When Ali Canino ’12 saw the campground for the first time, her heart sank.
Due to severe drought, Sioux YMCA’s Camp Marrowbone in north-central South Dakota had not been used in seven years, and it was a disaster. The buildings were falling down, there were no bathrooms, barbed wire was everywhere and the electrical service was “questionable.”
Canino had come to the Cheyenne River Reservation in the summer of 2011 as a Steinbrecher Fellow from Clark University to investigate poverty’s impact on the lives of the reservation’s Native American children. How, she pondered, could this scruffy, desolate place ever give joy to these kids?
She and the team went to work rehabbing. Two weeks later, the first busload of children arrived during a torrential storm that forced the driver to deposit them at the bottom of a hill his bus had no chance of climbing. The children trudged through the “gumbo,” the local term for the clay-like mud, and as they crested the hill and scanned the campground, one of them remarked, “This place is beautiful.” Laughing and shouting, they raced through the raindrops to reach their quarters.
“I knew then that I had to change the lens I was going to use for this experience,” Canino recalled.
She and five other Clark alumni returned to campus recently to share how their Steinbrecher and Anton fellowships had helped them refocus the ways in which they view their lives, careers and the wider world.
Phyllis and Stephen Steinbrecher ’55 established the Steinbrecher Fellowship Program in 2005 in memory of their son David C. Steinbrecher ’81 to give Clark undergraduates an opportunity to conduct original research. The Anton Fellowships were created in 2000 by Tom and Barbara Anton, both Class of 1956, for students to do independent study.
The panelists at the May 7 event held in the Bassett Admissions Center were:
In a wide-ranging discussion moderated by Sharon Krefetz, professor emeritus in political science and longtime director of the Steinbrecher Fellowship Program, the participants recalled their experiences and found clear links to their post-graduate lives.
“When you’re a student, you can’t see how things are connected,” St. Onge said about his writing career. “Now I can look back and see the foundation for what I’m doing today.”
“I started the [fellowship] knowing nothing about how to do anything in the lab,” Nako said, noting that her knowledge of biology had been grounded in textbooks. “I saw I could use my knowledge to find answers to questions no one knew.”
Dias’ fellowship took her into dark places as she researched the ways people have justified atrocities that occurred during the 30-year civil war in her native Sri Lanka. Among the 75 people she interviewed was a girl from the Tamil minority group who marveled that “no one has ever asked me, a woman of the minority, to talk about this experience.” Dias plans to write a book based on her Sri Lanka interviews.
Asked what advice they would give current Clark students, the panelists hit on a variety of themes.
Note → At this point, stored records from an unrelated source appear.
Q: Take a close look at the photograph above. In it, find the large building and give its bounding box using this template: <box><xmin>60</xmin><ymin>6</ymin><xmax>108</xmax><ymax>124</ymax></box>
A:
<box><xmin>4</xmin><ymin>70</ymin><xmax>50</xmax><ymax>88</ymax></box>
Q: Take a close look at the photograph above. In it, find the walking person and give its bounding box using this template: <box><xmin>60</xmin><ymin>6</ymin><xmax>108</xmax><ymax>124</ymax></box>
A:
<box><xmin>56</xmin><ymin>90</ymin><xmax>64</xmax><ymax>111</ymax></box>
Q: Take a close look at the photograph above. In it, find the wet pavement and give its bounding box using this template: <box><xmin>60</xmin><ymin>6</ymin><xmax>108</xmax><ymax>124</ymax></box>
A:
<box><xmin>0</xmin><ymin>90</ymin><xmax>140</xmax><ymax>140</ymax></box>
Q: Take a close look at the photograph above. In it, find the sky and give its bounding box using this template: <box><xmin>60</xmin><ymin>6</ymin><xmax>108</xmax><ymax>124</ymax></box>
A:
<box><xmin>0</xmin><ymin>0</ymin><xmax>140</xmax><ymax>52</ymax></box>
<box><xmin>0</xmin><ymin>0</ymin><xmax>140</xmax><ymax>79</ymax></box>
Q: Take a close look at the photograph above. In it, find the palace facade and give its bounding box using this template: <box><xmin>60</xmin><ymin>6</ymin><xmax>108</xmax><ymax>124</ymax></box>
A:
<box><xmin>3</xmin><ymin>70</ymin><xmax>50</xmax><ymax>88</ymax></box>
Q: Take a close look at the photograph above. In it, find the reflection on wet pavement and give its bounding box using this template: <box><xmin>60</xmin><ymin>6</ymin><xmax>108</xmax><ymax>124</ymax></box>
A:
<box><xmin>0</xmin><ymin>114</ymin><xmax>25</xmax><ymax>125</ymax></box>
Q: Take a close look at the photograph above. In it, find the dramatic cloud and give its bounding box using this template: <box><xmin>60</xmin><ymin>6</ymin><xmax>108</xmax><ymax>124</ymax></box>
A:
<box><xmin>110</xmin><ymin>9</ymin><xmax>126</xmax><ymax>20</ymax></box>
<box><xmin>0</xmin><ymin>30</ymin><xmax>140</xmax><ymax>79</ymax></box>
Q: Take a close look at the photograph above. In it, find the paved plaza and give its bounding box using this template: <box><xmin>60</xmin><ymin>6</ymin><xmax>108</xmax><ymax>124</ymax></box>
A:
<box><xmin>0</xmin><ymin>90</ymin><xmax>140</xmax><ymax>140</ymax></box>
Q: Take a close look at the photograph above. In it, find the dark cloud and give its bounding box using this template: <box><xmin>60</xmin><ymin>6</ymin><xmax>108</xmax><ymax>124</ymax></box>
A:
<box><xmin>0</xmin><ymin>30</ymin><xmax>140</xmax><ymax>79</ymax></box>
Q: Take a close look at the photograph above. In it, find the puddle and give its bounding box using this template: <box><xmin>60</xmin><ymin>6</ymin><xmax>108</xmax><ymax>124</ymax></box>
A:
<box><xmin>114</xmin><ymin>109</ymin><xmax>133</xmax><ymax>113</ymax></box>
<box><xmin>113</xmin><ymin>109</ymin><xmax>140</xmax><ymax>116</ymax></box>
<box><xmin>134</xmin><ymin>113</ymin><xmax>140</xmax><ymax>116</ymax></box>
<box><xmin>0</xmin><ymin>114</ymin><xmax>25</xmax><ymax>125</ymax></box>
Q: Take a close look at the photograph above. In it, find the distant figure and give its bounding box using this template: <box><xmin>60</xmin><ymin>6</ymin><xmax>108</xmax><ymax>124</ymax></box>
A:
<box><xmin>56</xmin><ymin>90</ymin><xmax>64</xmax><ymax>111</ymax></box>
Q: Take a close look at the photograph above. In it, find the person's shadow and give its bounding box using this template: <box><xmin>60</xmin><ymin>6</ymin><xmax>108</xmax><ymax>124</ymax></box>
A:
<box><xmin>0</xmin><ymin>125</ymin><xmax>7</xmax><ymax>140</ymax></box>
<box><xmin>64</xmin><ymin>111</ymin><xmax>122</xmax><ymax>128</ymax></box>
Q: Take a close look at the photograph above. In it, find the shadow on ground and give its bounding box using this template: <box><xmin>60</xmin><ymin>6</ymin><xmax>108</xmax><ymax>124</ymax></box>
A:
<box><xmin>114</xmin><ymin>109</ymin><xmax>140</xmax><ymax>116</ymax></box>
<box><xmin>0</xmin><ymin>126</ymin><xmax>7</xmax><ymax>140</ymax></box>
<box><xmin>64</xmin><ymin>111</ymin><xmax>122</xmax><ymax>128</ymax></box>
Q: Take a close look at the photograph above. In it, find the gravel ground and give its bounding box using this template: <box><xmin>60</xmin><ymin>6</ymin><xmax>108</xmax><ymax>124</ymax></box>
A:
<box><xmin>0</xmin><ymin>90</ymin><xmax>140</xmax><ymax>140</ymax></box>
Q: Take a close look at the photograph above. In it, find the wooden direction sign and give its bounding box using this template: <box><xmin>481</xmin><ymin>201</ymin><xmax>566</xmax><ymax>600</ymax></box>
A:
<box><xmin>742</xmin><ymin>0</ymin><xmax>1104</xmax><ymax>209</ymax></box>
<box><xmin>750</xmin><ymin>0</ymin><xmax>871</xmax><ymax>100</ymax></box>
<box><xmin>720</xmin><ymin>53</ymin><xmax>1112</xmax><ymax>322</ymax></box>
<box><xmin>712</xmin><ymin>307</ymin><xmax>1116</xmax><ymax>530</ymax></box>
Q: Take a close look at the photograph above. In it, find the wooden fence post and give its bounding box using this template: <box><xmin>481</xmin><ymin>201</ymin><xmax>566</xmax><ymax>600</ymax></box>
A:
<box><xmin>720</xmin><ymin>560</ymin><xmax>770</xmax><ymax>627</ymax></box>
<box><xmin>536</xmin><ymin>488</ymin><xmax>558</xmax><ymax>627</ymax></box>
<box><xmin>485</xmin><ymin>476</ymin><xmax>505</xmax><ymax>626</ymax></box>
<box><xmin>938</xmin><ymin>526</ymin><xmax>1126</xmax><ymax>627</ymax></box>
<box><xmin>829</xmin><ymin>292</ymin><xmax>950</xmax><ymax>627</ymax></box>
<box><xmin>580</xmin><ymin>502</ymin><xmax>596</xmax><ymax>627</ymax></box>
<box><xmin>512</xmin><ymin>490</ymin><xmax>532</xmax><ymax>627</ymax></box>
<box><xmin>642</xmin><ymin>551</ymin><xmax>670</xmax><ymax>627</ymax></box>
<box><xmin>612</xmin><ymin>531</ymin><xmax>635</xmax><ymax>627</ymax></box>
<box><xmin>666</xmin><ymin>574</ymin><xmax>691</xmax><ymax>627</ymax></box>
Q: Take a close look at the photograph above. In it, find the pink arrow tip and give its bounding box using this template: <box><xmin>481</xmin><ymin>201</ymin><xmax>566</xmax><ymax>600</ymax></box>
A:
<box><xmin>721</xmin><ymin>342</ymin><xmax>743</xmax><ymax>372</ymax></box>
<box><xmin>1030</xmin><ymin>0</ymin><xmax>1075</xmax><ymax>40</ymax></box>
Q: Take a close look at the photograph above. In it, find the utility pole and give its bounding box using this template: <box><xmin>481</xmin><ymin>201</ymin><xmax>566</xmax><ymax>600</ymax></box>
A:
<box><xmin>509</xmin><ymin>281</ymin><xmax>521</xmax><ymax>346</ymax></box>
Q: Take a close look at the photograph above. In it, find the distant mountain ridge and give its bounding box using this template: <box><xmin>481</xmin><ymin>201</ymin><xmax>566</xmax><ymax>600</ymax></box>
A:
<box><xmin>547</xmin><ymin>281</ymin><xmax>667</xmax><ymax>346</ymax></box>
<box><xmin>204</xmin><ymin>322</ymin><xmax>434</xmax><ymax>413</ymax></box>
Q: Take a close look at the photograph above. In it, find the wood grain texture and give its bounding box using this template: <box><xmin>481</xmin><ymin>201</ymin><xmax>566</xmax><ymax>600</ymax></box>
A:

Be original in your research pursuits, St. Onge recommended. “If you learn how to think about things differently and originally, that will inform everything you do moving forward.”
Nako urged students to “invest in relationships” with people who will help shape and influence their lives. Take risks and learn to build relationships with a variety of stakeholders, Miller-Cohen said.
Canino advised learning how to “live with humility, and constantly be observing your surroundings.” Dias stressed the importance of collaborating with mentors and learning from failure. “I would not erase any of the failures I had,” she said. “Failures can lead to change.”
Remember to enjoy life amid the “pressure to streamline and professionalize,” Packard said, noting everyone should find time for play and experimentation.
In his remarks, Stephen Steinbrecher (pictured at top, center) urged the alumni to stay in touch with Clark University. “Tell us where you are, what’s happening in your lives and how you can be helpful to us or we can be helpful to you,” he said. Their experiences, he noted, can help inspire Clark students to take advantage of the resources and opportunities the University has to offer.
He thanked Krefetz for her longtime dedication to the program. This was her last year at the helm. Krefetz is passing the baton to Deborah Robertson, professor of biology.
Pictured, from left: Kulani Dias ’13, Jesse Packard ’12, Lauren Miller-Cohen ’08, Ken St. Onge ’02, Stephen Steinbrecher ’55, Entela Nako ’06, Ali Canino ’12 and Clark University President David P. Angel at the May 7 Steinbrecher alumni event.